Despite a lagging US dollar in recent days and weeks that has been dragged down by dovish signals emanating from the words of Federal Reserve officials, sterling has been even weaker. Weakness in the pound, which has fallen considerably as of late against other major currencies, including the dollar, euro, and yen, has been brought on not only by a rather consistently dovish Bank of England, but also by a looming June referendum that draws ever closer, in which the UK will decide whether or not it will remain in the European Union.
Due in part to speculation over this potential "Brexit," GBP/USD has continued to trade in a weakened state, consolidating not far above its near-7-year low below 1.4000 that was just established in late February.
Arguably, the currency pair has only been able to stay afloat in recent weeks because of the fact that the dollar has undergone its own beating from the Fed’s seemingly intensifying dovish stance. This increasing dovishness stands in sharp contrast to the central bank’s clearly hawkish leanings towards the end of last year, and more closely aligns the Fed to the Bank of England’s continuous postponement of its own monetary tightening objectives.

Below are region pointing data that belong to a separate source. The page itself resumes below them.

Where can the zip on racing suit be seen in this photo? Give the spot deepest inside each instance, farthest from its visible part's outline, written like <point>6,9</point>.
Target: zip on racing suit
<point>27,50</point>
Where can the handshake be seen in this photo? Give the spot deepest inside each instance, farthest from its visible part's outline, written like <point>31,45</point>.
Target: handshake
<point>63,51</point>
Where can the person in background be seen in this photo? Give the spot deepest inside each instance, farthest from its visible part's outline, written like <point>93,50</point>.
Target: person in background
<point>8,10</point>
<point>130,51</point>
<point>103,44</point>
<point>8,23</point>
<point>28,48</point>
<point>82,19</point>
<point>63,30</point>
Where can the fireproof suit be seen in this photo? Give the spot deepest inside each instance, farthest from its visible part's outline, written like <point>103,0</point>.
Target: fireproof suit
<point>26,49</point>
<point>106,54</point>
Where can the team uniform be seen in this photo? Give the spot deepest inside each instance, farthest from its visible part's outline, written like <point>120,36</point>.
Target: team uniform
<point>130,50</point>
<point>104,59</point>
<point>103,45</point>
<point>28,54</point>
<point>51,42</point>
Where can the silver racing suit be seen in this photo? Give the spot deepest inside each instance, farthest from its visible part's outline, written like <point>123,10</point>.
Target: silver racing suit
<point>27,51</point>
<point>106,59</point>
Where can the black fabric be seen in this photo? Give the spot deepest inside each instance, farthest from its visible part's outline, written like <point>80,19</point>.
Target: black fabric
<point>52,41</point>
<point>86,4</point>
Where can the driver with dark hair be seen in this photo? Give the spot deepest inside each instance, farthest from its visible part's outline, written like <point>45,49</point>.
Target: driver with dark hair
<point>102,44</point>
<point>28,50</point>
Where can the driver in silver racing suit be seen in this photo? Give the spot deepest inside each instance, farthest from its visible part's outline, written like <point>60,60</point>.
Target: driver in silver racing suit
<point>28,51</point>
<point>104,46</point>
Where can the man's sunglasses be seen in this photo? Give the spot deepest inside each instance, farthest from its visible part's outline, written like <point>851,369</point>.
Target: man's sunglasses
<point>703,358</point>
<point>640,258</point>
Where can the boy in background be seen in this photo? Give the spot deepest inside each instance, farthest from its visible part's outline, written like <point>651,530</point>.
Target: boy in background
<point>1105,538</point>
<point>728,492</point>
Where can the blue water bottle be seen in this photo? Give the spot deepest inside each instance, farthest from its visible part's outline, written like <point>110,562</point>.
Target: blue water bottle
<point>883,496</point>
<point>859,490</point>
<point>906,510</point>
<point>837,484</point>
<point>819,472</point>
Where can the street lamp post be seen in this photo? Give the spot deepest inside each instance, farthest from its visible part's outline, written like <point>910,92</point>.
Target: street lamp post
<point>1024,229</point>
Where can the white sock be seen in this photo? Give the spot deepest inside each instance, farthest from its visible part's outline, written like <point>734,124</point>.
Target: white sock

A week from this writing, the Bank of England will announce its official bank rate and monetary policy summary. Although the central bank is not expected to change interest rates at that meeting, the policy summary will, as always, be scrutinized closely for any clues as to the bank’s stance on interest rates going forward.
From a technical perspective, GBP/USD appears once again to be poised for a potential breakdown below the key 1.4000 psychological level. With any further breakdown below February’s noted multi-year low of 1.3835, a continuation of the long-term downtrend will have been confirmed, with the next major downside target considerably lower at the key 1.3500 support level.